В десять часов звонок призывает пассажиров к завтраку, но только отдельные счастливцы, пошатываясь и хватаясь за стены, карабкаются вверх по лестнице и занимают место за столом, где все приборы прикреплены крепко-накрепко. После обычного обмена любезностями пассажиры, то наваливаясь плечом на соседа, то грудью — на стол, то всем корпусом вдавливаясь в спинку дивана, принимаются за завтрак, который, надо сказать, всегда был вкусным и разнообразным.
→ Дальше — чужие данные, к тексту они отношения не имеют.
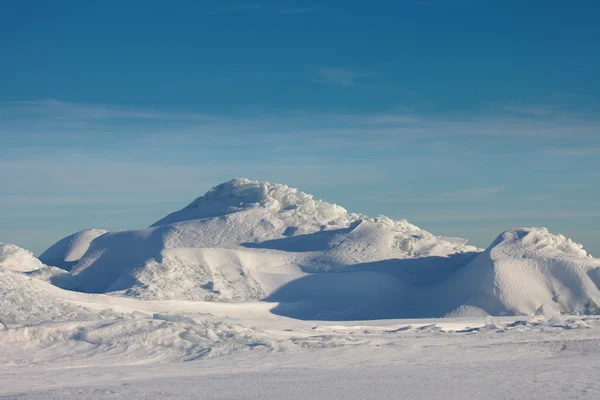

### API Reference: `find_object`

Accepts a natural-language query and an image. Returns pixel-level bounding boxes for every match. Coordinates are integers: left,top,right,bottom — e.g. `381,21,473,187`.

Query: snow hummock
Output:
0,243,45,272
39,229,108,271
455,227,600,317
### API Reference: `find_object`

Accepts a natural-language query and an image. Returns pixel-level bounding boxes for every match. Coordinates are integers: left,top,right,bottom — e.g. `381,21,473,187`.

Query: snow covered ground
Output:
2,302,600,399
1,273,600,399
2,178,600,398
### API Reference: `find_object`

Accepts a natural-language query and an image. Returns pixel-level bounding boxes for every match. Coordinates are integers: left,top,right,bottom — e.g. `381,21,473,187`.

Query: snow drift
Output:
39,229,107,271
5,178,600,319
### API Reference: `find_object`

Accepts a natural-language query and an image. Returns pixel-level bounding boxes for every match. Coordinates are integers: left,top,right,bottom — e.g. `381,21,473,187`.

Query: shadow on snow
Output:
259,248,480,320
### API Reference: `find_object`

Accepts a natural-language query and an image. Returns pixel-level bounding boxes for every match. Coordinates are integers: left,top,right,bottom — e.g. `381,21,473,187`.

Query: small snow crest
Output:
496,227,590,258
152,178,350,227
0,243,45,272
191,178,348,219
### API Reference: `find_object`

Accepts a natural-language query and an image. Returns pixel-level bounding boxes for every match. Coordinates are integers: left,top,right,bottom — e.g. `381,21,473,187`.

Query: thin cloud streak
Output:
310,67,375,87
274,7,316,15
205,4,315,16
411,210,600,222
3,100,600,155
1,99,217,121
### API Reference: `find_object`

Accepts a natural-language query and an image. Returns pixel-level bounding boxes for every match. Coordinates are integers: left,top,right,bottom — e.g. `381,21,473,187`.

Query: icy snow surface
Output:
2,178,600,398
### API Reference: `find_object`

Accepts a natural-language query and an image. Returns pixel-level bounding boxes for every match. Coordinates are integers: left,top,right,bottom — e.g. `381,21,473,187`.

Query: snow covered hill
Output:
2,178,600,320
65,179,477,305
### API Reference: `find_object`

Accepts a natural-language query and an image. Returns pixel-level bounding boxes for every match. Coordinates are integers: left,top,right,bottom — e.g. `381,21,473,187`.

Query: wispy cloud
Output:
311,67,375,87
205,3,265,15
354,186,508,204
410,209,600,222
502,104,566,117
548,183,591,190
542,147,600,157
206,3,315,16
1,99,216,121
426,185,506,201
3,99,600,158
274,7,315,15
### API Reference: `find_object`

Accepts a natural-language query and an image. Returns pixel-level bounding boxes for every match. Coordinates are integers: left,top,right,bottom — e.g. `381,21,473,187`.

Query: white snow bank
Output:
39,229,107,271
0,243,45,272
455,227,600,316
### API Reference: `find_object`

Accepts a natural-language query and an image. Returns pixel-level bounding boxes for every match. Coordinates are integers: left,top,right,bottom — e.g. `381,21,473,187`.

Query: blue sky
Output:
1,0,599,256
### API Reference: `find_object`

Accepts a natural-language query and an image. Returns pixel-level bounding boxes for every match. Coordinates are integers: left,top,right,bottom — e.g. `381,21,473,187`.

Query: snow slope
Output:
39,229,107,271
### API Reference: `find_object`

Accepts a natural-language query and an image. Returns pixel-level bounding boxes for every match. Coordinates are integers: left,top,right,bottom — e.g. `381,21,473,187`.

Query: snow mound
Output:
0,243,45,272
16,179,600,319
455,228,600,316
152,178,356,232
68,179,476,301
39,229,108,271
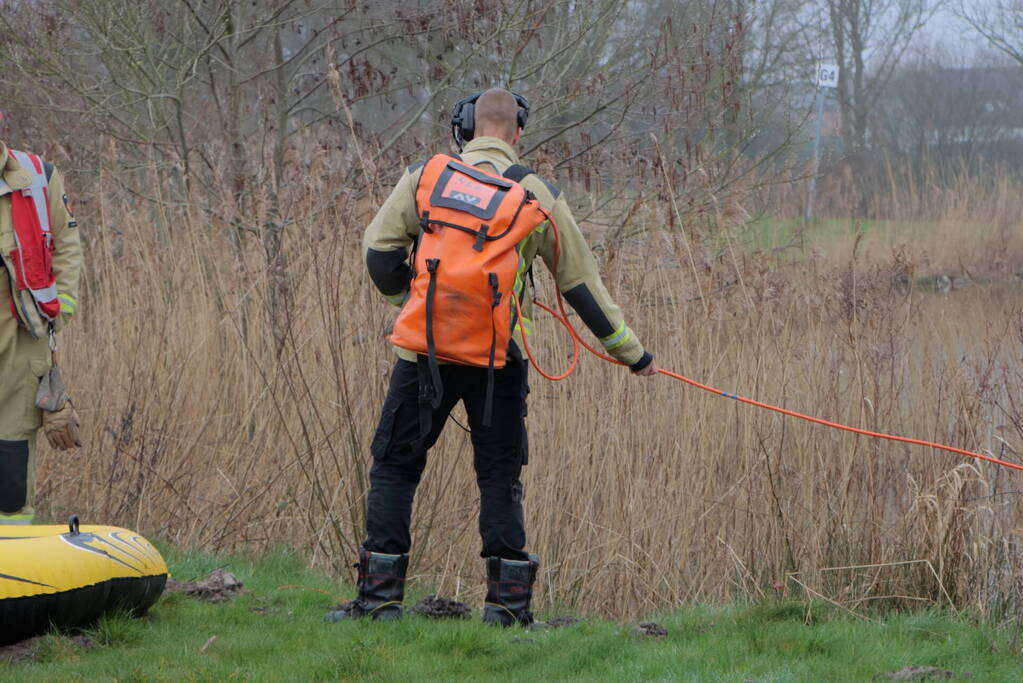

Бордо, хоть его и положено было давать в определенном количестве, за столом можно было пить сколько влезет. Завтракаешь и смотришь в открытую дверь или в иллюминатор, как мечутся пенясь волны; пароход настолько кренится, что видны или только волны, или только небо… Тем, кто не страдал от качки, это даже доставляло своеобразное удовольствие, или, если хотите, развлечение, потому что, как бы ты ни держался, в определенный момент все равно примешь какую-нибудь смешную позу. Одна англичанка, которой за всю дорогу ни разу не стало плохо, не столько завтракала, сколько ловила катавшихся по полу детей: не успеет поднять одного, смотришь, другой свалился. После завтрака все чувствовали себя получше и смело шли на палубу или в курительный салон, где в распоряжении пассажиров были разного рода игры: карты, домино, шахматы, кости, которые скрашивали монотонность морского плавания. Одни играют, другие глазеют, третьи читают или ковыляют по палубе. Есть на пароходе и книжная лавка, где можно купить разные книги, преимущественно беллетристику, на французском, испанском и английском языках. В половине второго — lunch, его меню каждый день одинаково, а цель скорее заменить слабительное, чем подкрепить организм; достаточно выпить побольше компота из чернослива, чтобы обойтись без Hunyadi János[48]. Это подготавливало желудок к обеду, который подается часов в шесть. За день пассажиры привыкают к качке, и к обеду обычно является больше народа. Салон принимает более торжественный вид, слышны оживленные, веселые голоса.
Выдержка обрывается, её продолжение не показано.